また、個々の戦闘能力の差が浮き彫りになっていた。本来はボールを奪える状況で奪えない、本来は繋げる状況で繋げない状況が続くと、ピッチの中は不安で満たされるようになっていく。カタールの選手がファウルで試合を分断していったように、エクアドルの選手のボールを守るスキルは格段に上であった。結局のところ、ボール保持ですべてをごまかすためには相手からどのようにしてボールを奪うかが大切である。カタールの場合、死なばもろともを実行する勇気がなかったことがこの試合を苦しめる最大の要因になったのではないだろうか。もちろん、死なばもろともプレッシングを行った結果、よりぼこぼこにされた可能性もあるが、ボール保持でどうにかする!という意思を持つには必要とすることがとても多いという話であった。
エクアドルの現代版442
エクアドルは22ビルドアップを基本とし、必要としないサリーを行いながらボール保持を安定させる。速攻と地上戦を織り交ぜながら試合を展開していく。サイドバックは大外レーンを埋めることを基本とする一方で、前線の4枚はユニットとして動くことを義務付けられてる。役割の交換もスムーズに行われ、前半はエネル・バレンシアが、後半はゴンサロ・プラタがビルドアップの出口となるべく活躍していた。4枚のユニットの分裂と結合が難しい話ではなく、一人でも二人でも三人でも四人でも機能しましょうね、ということが優先され、この4人以外にセントラルハーフ、サイドバックが加わってユニットを構成するとしても頑張りましょうねというだけの話だ。彼らはペナ幅でプレーすることもあれば、サイドでプレーすることもある。相手と味方と試合の状況に応じて変幻自在に分裂と結合を繰り返す4枚を捕まえ続けることは難しい。

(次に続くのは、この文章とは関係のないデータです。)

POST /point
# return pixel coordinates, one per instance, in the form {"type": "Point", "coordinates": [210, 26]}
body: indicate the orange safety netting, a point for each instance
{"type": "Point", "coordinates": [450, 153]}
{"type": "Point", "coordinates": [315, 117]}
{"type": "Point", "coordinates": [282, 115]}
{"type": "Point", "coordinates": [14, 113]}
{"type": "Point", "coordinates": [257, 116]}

その代わりに、お前らどこにおんねん!という状況も成立してしまう諸刃の剣であるが、その代わりにボール保持が落ち着いて立ち位置を整理するための必要のないサリーとよくできたチームだと感じた。
コメント
アジアカップで日本に完勝したカタールが日本と同じ4-4-2で守るエクアドルに完敗したのはちょっとした衝撃でした…
エクアドルはめちゃくちゃ良いチームですね!
質問なのですが、3バックでのビルドアップ に対して同数プレスを受けた場合はどうやって最終ラインで数的優位を作るのでしょうか?